A new School of Public Health-run program seeking to help Prince George’s County residents lose a million pounds in the next year will use educational and motivational text messages about fitness, nutrition and personal health.
Twenty undergraduate interns in the Healthy Futures program will launch the weight-loss challenge “Lose It to Win It” on Oct. 1, expanding a summer effort focused on children and partnering with a service that reaches out to pregnant women.
Nearly 72 percent of county residents are overweight or obese, according to the state Department of Health and Mental Hygiene. And 89 percent of residents have cell phones, says Professor Elliot Segal, faculty leader of Healthy Futures. Ending obesity locally might start with a text message, he says.
“I don’t know where it’s going to take us,” says Segal. “There have been so many things where people have said, ‘Let’s curb obesity,’ and is the problem getting better? The answer is no, it’s getting worse.”
For Lose It to Win It, the team is looking for 250,000 Prince George’s citizens, students and employees to pledge to lose at least four pounds over the next year.
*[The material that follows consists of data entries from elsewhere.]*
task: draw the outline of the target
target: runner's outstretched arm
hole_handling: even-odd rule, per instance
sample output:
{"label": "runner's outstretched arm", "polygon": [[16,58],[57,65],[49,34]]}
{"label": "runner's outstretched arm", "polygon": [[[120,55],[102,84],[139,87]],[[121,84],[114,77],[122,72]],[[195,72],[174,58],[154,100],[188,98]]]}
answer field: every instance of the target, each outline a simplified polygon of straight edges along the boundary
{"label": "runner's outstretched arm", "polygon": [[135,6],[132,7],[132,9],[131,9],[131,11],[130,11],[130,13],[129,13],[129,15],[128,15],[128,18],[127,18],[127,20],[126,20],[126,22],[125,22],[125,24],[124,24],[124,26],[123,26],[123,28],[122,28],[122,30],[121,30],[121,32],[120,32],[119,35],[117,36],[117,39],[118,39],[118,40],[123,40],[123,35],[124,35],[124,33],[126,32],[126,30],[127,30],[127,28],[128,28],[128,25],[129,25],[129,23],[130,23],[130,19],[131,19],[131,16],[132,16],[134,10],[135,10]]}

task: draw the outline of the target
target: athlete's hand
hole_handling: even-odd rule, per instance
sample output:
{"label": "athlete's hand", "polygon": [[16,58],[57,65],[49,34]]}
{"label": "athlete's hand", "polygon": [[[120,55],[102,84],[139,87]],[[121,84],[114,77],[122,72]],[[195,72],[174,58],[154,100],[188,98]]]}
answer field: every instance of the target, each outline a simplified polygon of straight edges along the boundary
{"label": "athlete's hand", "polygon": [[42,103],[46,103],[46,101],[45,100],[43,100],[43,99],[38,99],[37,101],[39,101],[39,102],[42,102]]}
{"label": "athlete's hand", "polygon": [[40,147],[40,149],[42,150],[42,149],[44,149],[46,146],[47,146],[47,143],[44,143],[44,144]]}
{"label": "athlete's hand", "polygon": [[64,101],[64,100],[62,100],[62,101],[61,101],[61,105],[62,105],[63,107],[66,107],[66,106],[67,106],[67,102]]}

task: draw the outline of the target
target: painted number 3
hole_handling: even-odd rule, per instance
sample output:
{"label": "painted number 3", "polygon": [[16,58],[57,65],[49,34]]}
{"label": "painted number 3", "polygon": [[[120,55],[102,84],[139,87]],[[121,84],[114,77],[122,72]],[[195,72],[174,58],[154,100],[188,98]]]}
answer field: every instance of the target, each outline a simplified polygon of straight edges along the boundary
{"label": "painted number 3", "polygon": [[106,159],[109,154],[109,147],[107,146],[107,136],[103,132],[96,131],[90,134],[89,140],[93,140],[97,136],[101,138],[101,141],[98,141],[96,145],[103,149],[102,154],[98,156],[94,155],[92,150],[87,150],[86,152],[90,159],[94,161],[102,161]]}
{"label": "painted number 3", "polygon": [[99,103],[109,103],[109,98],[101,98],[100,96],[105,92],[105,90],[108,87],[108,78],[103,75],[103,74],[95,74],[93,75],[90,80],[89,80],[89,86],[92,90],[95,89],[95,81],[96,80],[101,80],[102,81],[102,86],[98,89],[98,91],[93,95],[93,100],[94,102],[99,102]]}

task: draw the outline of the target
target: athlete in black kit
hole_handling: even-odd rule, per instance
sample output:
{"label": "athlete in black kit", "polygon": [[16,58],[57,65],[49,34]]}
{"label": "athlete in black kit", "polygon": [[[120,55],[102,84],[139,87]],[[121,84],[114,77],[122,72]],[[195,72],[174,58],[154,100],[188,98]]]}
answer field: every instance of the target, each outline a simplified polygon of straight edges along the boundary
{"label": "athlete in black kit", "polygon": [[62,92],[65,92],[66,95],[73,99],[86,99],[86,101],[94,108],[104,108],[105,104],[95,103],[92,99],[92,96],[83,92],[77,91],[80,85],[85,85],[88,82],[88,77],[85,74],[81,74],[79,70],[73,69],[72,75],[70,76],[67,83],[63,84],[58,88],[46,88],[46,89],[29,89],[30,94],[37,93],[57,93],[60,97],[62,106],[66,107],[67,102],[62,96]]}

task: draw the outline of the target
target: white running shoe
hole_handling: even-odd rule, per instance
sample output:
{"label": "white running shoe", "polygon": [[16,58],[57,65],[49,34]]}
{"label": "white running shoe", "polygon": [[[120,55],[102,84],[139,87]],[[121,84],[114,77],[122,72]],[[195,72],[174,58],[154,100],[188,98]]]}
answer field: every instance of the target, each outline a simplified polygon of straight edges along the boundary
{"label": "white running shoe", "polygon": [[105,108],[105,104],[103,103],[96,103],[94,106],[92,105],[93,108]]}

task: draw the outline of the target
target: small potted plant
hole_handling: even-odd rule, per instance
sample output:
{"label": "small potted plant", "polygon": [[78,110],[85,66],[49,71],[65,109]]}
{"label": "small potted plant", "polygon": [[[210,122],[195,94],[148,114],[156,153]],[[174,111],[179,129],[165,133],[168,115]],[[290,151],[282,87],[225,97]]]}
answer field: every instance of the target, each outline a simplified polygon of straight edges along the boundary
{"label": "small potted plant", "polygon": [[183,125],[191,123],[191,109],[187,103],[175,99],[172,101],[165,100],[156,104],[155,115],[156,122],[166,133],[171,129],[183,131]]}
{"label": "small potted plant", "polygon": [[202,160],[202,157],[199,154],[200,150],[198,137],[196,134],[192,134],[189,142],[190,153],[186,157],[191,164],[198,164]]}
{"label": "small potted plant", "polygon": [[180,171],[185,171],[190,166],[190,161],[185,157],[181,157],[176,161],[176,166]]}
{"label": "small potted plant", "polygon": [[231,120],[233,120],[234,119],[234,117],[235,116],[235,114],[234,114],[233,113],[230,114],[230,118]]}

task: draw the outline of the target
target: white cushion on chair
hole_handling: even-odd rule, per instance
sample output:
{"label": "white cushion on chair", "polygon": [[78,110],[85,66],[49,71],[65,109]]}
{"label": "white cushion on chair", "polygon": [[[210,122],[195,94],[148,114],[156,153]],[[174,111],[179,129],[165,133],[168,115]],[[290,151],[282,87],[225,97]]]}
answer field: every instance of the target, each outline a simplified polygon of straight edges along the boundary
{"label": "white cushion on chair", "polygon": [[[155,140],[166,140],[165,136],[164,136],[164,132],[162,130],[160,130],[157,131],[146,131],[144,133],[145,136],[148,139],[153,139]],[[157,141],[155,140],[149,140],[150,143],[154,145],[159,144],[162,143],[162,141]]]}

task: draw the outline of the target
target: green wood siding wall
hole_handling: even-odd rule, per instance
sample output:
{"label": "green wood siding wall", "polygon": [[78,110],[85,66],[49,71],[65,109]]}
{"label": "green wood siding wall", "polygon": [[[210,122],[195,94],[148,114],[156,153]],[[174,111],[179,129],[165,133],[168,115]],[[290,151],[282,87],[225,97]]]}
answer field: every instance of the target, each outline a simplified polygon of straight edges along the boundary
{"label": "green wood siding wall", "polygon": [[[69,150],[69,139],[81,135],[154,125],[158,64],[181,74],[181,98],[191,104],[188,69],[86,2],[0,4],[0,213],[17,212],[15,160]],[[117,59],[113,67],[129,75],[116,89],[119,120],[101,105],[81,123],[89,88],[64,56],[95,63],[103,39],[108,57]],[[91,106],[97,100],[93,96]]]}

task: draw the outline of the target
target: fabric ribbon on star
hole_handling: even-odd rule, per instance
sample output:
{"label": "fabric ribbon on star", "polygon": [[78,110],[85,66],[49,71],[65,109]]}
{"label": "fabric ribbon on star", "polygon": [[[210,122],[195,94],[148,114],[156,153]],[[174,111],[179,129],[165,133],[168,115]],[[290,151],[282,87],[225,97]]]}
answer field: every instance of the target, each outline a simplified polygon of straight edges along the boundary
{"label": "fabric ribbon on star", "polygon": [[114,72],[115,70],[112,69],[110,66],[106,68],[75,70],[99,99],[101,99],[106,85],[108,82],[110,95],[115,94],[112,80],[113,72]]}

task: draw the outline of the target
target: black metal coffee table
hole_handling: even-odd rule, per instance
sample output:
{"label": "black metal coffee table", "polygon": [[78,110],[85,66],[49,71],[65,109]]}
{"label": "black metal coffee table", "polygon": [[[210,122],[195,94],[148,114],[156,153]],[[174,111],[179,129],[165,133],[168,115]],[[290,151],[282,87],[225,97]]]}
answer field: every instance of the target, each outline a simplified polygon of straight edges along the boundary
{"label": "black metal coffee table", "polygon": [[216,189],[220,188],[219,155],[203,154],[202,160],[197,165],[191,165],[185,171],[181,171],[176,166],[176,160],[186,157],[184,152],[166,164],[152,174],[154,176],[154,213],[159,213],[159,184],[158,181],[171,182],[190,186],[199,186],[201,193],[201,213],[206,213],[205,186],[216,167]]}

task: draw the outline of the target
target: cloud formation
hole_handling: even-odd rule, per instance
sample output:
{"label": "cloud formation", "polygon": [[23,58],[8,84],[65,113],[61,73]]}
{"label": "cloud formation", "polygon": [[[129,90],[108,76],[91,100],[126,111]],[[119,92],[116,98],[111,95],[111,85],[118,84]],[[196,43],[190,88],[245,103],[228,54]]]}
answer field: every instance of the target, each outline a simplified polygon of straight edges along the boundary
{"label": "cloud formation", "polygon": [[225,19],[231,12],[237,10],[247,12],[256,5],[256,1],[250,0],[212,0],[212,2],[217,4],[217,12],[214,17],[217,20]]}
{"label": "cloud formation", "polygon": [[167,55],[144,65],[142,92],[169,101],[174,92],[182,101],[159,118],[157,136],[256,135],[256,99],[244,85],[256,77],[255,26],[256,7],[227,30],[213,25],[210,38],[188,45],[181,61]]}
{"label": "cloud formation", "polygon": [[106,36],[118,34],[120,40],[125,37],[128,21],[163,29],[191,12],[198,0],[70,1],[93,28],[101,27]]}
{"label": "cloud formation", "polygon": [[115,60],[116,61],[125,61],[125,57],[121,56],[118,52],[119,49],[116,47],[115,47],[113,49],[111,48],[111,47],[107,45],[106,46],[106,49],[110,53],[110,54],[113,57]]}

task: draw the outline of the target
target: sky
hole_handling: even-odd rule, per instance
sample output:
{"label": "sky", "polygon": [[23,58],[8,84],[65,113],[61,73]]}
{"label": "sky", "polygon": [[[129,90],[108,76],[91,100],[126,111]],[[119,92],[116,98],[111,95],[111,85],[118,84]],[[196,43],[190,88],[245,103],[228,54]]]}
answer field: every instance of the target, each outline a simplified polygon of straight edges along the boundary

All participants need to do is provide their names, ZIP codes and cell phone numbers. Participants can register online, at Healthy Futures events, or at malls, schools, doctor’s offices and hospital clinics that sponsor the program. Every week, they’ll get texts with recipes, nutrition facts, fitness tips and words of encouragement.
At the end of each month participants will report their total weight loss to the team via text or an online forum.
Block parties and other prizes from sponsors, health insurers and fundraisers will act as rewards for communities with the most weight lost. Healthy Futures intern Sarahann Yeh ’16 hopes a sense of competition will motivate participants to get involved and shed weight.
The team focused exclusively on children—45 percent of county youth are obese or overweight—and partnered with former NFL player Madieu Williams ’03 and the Prince George’s parks and recreation department over the summer to teach kids the basics of soccer.
Now intern Sarah Sebastian ’15 is working with Williams’ foundation to expand the program to local elementary schools under a sports academy format.
“You have to instill healthy habits when kids are young because [these habits] will be easier to learn, uphold and maintain once they get older,” says Sebastian.
The Healthy Futures team partnered with text4baby, a national service that provides expectant mothers with information about healthy pregnancies directly to their phones. Participants will also have access to infant programs and services, and postpartum women will get weight management tips.
“At Healthy Futures, we believe you have to start with pregnant mothers to tackle obesity. Maintaining a healthy lifestyle starts before birth,” says Yeh.
Segal hopes the group’s work will spread to other counties and states. “We are going in any and all directions, and we are being as opportunistic as we can,” he says.